Though the business entity is normally liable for unpaid wages, employees also may attempt to claim them from individual owners of the employer entity.
In Maryland, an individual construction project manager who is a company owner may be considered an “employer” under the Fair Labor Standards Acts (“FLSA”) and could be liable for unpaid wages to the employees of his company.
To be considered an “employer” for purposes of individual liability for wages, the project manager must meet certain criteria, known as the “economic reality test.” The test examines the alleged individual employer’s responsibilities, including whether that individual: (1) had the power to hire and fire the employees; (2) supervised and controlled employee work schedules or conditions of employment; (3) determined the rate and method of payment, and (4) maintained employment records.

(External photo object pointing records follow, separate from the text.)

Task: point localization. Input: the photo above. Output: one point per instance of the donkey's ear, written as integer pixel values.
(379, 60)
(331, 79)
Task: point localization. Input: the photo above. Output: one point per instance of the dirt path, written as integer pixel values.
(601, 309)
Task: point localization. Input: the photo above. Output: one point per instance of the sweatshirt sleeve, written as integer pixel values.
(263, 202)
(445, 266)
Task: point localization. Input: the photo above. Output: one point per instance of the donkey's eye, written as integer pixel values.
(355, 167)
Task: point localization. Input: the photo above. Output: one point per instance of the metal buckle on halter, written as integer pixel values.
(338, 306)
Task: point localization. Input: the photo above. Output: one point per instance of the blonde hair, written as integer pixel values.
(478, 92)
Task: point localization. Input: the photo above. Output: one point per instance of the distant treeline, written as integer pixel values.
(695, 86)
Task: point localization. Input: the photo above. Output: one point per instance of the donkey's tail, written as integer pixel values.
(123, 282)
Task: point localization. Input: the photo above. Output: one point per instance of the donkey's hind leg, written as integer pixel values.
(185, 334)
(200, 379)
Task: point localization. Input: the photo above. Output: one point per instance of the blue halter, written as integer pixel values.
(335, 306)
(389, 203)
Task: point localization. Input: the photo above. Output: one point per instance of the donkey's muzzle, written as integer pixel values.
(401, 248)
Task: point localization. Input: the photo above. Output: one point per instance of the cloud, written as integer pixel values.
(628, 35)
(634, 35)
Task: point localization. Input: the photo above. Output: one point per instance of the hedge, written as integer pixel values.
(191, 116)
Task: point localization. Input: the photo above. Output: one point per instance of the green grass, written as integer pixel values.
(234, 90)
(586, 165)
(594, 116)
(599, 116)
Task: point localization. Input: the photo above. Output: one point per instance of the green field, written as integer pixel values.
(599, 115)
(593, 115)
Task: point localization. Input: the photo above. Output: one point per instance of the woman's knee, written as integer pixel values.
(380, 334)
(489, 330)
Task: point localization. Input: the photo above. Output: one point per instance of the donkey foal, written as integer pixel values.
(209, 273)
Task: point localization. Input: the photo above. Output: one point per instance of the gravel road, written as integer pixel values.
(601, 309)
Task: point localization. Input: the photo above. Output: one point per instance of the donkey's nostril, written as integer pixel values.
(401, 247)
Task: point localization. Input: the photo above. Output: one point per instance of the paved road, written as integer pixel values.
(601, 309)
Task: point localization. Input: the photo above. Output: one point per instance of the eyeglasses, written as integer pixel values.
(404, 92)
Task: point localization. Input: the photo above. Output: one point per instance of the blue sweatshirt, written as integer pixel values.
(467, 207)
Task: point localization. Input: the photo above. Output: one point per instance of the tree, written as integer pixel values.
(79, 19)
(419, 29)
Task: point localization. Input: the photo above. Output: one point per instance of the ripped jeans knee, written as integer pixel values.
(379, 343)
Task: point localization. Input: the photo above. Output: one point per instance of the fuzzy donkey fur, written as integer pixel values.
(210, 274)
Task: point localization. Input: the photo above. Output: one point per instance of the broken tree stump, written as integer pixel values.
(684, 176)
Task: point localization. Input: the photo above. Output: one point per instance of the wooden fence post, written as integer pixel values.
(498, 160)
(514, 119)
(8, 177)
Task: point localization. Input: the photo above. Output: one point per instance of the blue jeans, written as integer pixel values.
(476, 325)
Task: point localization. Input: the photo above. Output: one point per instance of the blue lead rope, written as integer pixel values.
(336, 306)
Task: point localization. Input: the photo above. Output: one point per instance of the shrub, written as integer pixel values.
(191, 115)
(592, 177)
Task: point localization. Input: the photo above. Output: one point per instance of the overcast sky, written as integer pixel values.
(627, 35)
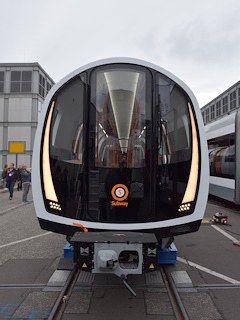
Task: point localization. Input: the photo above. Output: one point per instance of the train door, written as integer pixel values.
(120, 126)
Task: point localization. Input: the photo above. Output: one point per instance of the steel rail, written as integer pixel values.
(64, 295)
(178, 307)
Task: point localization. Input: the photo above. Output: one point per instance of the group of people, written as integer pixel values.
(21, 176)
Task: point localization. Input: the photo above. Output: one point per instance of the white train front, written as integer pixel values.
(120, 145)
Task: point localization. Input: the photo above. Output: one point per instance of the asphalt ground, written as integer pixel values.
(29, 255)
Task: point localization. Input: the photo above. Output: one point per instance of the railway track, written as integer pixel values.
(178, 307)
(168, 285)
(61, 302)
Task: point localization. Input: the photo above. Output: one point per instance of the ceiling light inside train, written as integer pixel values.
(193, 177)
(122, 87)
(47, 175)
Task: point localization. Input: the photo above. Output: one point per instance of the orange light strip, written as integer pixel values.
(76, 224)
(47, 175)
(193, 177)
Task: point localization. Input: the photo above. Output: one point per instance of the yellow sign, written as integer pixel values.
(16, 146)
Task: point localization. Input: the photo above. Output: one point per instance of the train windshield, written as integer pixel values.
(122, 144)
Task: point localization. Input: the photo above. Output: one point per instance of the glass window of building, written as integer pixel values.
(212, 115)
(225, 104)
(218, 109)
(203, 114)
(1, 81)
(42, 83)
(207, 115)
(233, 100)
(21, 81)
(49, 86)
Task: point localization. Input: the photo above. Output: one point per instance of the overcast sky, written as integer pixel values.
(198, 41)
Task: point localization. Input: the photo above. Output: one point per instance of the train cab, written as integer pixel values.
(120, 145)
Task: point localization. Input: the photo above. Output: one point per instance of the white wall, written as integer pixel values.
(1, 109)
(20, 109)
(21, 159)
(20, 134)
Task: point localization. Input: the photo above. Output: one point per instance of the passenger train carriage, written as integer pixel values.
(223, 137)
(120, 145)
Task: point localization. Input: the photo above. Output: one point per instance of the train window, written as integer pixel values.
(62, 175)
(120, 103)
(222, 156)
(174, 146)
(67, 124)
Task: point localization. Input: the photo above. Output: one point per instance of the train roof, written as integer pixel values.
(221, 127)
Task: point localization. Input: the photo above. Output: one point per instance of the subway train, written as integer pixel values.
(120, 146)
(223, 135)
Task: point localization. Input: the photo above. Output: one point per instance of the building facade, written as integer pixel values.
(23, 87)
(224, 104)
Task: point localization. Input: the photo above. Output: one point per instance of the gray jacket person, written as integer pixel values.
(26, 179)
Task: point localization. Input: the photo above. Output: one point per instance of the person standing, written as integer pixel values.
(26, 179)
(11, 178)
(4, 173)
(19, 178)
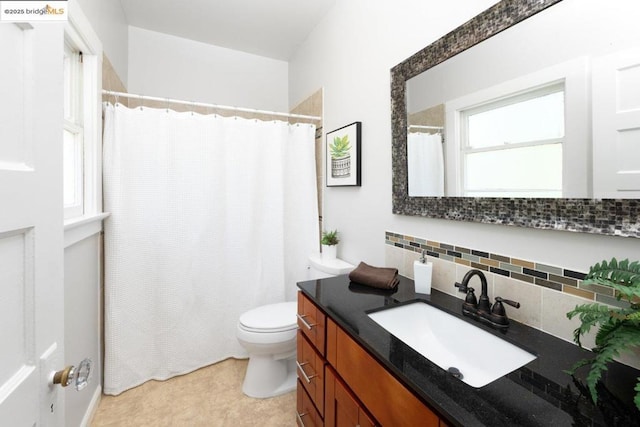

These four factors, however, serve more as guidance in making the determination of whether an individual is an actual employer. The courts will look at the totality of the circumstances, and not simply one factor, in making that decision. For example, the potentially liable individual must an actual owner of the employer entity, not just closely related, even if closely involved in the business.
In a recent appellate decision by the Maryland Court of Special Appeals, the court was asked to decide whether an individual project manager, who was also the father of the owner of the general contractor company, could be considered an “employer” for purposed of FLSA liability for wages. While the project manager did have control over the employees’ schedules and had the power to hire and fire them, the court determined that the owner’s father/project manager was not an “employer” within the meaning of the FLSA because he had no equity in the company, and hence no equity in the results of the employees’ labor that he supervised. As such, the father was not personally liable for the wages of the employees.
The court’s finding, however, did not change the ultimate outcome for the son/owner of the general contractor company. He remained personally liable for the unpaid wages.